South Carolina doesn't allow legal separation. If you and your spouse live apart, you can request an order of separate maintenance and support instead. You and your spouse may work out these issues with a mutual settlement agreement and file for the order after moving into separate living spaces.
In South Carolina, you don't file for legal separation from your spouse. If the two of you live apart, you file instead for an order of separate maintenance and support with one of the state's family courts. South Carolina doesn't recognize legal separation, but the order can resolve questions of financial support and child custody. You and your spouse may also work out these issues with a mutual settlement agreement.

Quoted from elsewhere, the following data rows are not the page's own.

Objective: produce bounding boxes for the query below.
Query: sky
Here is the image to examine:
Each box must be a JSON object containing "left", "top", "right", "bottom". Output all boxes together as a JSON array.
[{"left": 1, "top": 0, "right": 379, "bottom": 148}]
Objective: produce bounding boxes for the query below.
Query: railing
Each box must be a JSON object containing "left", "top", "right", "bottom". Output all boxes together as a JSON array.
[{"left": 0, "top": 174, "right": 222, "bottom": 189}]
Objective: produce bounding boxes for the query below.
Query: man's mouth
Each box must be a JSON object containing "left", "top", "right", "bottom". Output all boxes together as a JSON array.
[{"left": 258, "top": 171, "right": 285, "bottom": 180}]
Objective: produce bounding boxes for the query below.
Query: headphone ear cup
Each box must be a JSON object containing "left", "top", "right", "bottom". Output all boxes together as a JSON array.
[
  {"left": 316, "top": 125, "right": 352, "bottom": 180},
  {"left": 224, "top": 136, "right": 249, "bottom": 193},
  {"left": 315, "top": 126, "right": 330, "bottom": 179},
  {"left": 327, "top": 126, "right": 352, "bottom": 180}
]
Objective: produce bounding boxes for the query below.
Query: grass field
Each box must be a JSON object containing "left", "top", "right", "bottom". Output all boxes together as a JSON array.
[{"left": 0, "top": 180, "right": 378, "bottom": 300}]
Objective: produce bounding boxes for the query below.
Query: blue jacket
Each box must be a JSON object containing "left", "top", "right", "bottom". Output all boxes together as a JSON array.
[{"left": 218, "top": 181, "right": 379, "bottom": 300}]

When and Where to File for an Order
You can file for the order after you and your spouse have moved into separate living spaces. The order covers many of the issues a divorce decree does, such as dividing up property, setting a spousal support amount and deciding child custody and visitation. The order can last until you divorce or indefinitely, if divorce isn't in the cards. South Carolina law determines where you file:
- File in the county where you last lived together as spouses.

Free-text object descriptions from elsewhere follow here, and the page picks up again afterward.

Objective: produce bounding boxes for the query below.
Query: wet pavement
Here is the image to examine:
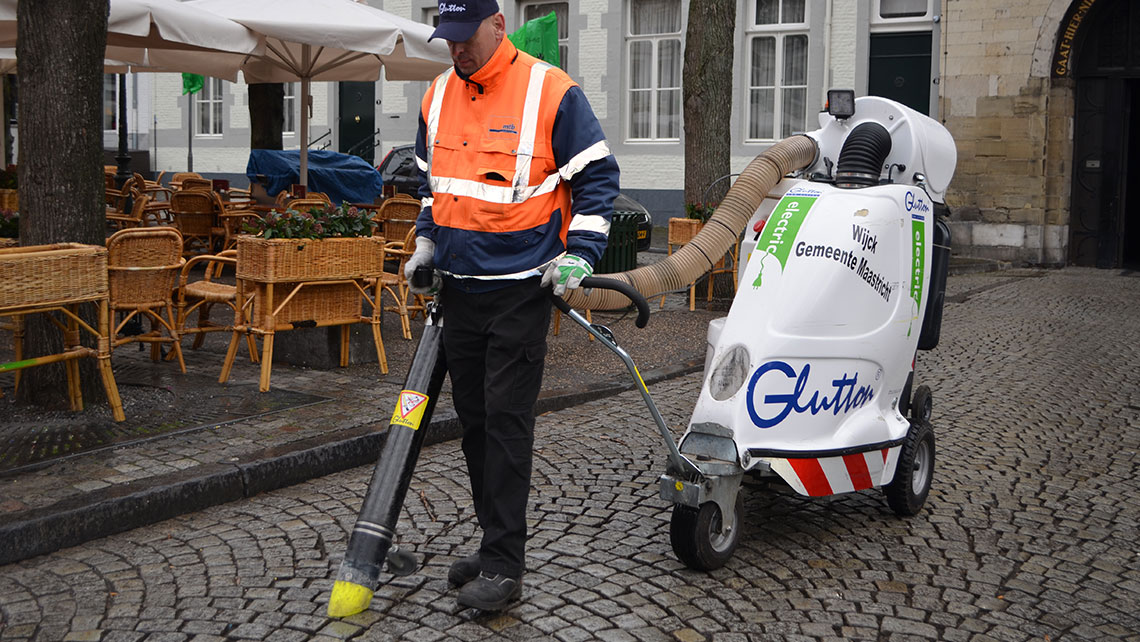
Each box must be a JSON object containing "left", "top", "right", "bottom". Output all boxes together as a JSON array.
[{"left": 0, "top": 266, "right": 1137, "bottom": 640}]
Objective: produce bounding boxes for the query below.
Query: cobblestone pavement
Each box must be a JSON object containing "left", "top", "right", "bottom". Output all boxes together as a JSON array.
[{"left": 1, "top": 267, "right": 1139, "bottom": 641}]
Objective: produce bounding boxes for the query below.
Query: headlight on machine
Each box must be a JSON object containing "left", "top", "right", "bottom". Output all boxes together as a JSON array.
[{"left": 708, "top": 344, "right": 750, "bottom": 401}]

- Non-residents file in the South Carolina county where the spouse lives.
- If your spouse is a non-resident or can’t be found after a good faith effort, file in the South Carolina county where you currently live.
The South Carolina Judicial Department maintains an online map showing which family court covers each county. Click on a district and you'll also find contact information for the different courts.
Grounds for an Order for Separate Maintenance
You can file for an order simply on the grounds the two of you live apart or you can show the court that your spouse is at fault. For example, if you can prove to the judge your spouse has failed to support the family or threatened you with violence, that would show they're in the wrong. No-fault orders are easier to obtain – all you have to show is that you're living separately and won't be reconciling.
The clerk of your family court can provide you with the paperwork you need to file for the order, or you may be able to find it on the court's website. As part of the filing process, you have to fill out a summons and complaint with the clerk and pay any court fees. The clerk countersigns the summons, then the sheriff serves notice on your spouse that he's a defendant in the case. A spousal defendant has 30 days to respond and file objections to your claims.
The Judge's Approval
Whatever you ask for in the order of separate maintenance, it won't be final until the judge approves it. Even if you and your spouse have drawn up a marital agreement covering your finances and just want the order to make it binding, the judge will have to review the terms. The judge won't accept any terms if they're unfair to you, your spouse or your children.
South Carolina law limits what an order for separation or a marital agreement can do. Because you're still married, the order can't take away your spouse's rights of inheritance under state law, for example. Under South Carolina law, you can't give your spouse permission to date other people even if you're both cool with that. If you have any doubts about what's acceptable, talk to a legal professional.